Context Engineering#
Context engineering is the discipline of designing what goes in the context window — the system prompt, background documents, instructions, tools, and conversation history — to make an LLM behave consistently and correctly across all inputs.
?> Prompt Engineering vs Context Engineering ?> - Prompt Engineering: How to phrase one query to get a good answer ?> - Context Engineering: How to architect the entire context so the model behaves reliably on every query
The Context Window Budget#
Every LLM has a finite context window (measured in tokens). You decide how to spend it:
┌─────────────────────────────────────────────────────────────┐
│ Context Window (e.g. 200,000 tokens for Claude) │
│ │
│ System Prompt ████████████ ~2,000 tokens │
│ Tools/Schema ████████ ~1,500 tokens │
│ Retrieved Docs (RAG) ████████████████████ ~50,000 │
│ Conversation History ████████████ ~20,000 tokens │
│ Current User Message ██ ~500 tokens │
│ ───────────────────────────────────────────────────────── │
│ Reserve for Output ████ ~4,096 tokens │
└─────────────────────────────────────────────────────────────┘Context engineering is about budgeting well — putting the right information in the right position.
System Prompt Design#
The system prompt is the most important thing you control. It runs on every request.
Anatomy of a Great System Prompt#
import anthropic
SYSTEM_PROMPT = """# Role
You are TDS Assistant, an expert teaching assistant for the IIT Madras "Tools in Data Science" course.
# Primary Responsibilities
- Answer student questions about course topics: Python, FastAPI, Docker, LLMs, RAG, agents
- Provide working code examples when asked
- Point students to relevant week/lab content when appropriate
# Tone and Style
- Be precise and technical — students are intermediate-to-advanced programmers
- Use concrete examples over abstract explanations
- If you don't know something specific to the course, say so clearly
# Constraints
- Only answer questions relevant to the course topics listed above
- Do not write complete assignments for students — guide them to the answer
- Always test code mentally before sharing it
# Output Format
- For code: use fenced code blocks with the language specified
- For explanations: use headers to organize long answers
- For step-by-step guides: use numbered lists
"""
client = anthropic.Anthropic()
def ask(question: str, history: list = None) -> str:
messages = history or []
messages.append({"role": "user", "content": question})

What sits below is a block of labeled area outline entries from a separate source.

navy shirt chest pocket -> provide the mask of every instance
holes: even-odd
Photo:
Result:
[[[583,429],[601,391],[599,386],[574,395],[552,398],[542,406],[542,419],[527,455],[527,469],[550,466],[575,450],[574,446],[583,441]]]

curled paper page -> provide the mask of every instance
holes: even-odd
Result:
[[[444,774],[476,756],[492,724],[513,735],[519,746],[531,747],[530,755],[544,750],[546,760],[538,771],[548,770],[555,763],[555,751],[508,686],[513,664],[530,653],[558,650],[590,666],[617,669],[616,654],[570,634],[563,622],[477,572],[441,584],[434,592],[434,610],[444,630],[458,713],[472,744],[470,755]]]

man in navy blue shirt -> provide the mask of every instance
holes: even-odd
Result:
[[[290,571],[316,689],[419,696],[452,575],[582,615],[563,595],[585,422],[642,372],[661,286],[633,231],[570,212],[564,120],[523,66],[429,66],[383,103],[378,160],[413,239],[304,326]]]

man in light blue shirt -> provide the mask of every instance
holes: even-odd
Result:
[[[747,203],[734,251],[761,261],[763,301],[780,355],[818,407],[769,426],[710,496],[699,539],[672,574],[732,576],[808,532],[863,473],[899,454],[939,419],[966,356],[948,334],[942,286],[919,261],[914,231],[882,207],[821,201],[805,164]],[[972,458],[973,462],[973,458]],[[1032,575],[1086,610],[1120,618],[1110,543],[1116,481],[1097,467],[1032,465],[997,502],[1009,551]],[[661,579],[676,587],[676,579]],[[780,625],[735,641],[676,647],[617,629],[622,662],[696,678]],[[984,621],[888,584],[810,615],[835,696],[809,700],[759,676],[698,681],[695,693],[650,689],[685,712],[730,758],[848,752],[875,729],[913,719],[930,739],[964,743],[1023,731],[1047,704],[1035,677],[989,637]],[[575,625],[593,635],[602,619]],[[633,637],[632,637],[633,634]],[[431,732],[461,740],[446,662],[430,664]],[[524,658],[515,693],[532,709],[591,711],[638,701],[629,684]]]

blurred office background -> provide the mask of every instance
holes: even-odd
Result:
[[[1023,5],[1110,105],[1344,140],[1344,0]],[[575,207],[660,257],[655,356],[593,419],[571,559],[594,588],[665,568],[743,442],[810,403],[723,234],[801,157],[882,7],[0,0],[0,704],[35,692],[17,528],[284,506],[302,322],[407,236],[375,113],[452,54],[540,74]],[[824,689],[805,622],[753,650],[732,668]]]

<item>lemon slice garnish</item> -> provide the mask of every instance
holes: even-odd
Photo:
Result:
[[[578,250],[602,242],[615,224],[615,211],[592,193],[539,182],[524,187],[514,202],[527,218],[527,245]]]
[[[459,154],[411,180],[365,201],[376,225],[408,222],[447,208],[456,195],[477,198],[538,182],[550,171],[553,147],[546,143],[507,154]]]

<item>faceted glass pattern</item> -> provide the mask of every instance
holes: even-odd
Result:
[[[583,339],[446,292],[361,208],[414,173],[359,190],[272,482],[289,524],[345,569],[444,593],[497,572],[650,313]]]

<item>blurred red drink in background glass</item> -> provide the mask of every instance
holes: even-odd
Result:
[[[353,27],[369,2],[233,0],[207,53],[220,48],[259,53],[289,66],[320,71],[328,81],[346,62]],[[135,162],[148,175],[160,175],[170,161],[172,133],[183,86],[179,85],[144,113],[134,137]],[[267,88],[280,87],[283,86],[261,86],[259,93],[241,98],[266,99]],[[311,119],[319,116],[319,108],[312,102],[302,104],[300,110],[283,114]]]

response = client.messages.create(
model="claude-sonnet-4-6",
max_tokens=2048,
system=SYSTEM_PROMPT,
messages=messages,
)
return response.content[0].textSystem Prompt Anti-Patterns#
❌ Too vague:
"Be helpful and answer questions."
❌ Contradictory:
"Be concise. Always provide thorough, detailed explanations."
❌ No format guidance:
(model returns inconsistent formats for the same query type)
❌ Missing constraints:
(model happily writes student assignments for them)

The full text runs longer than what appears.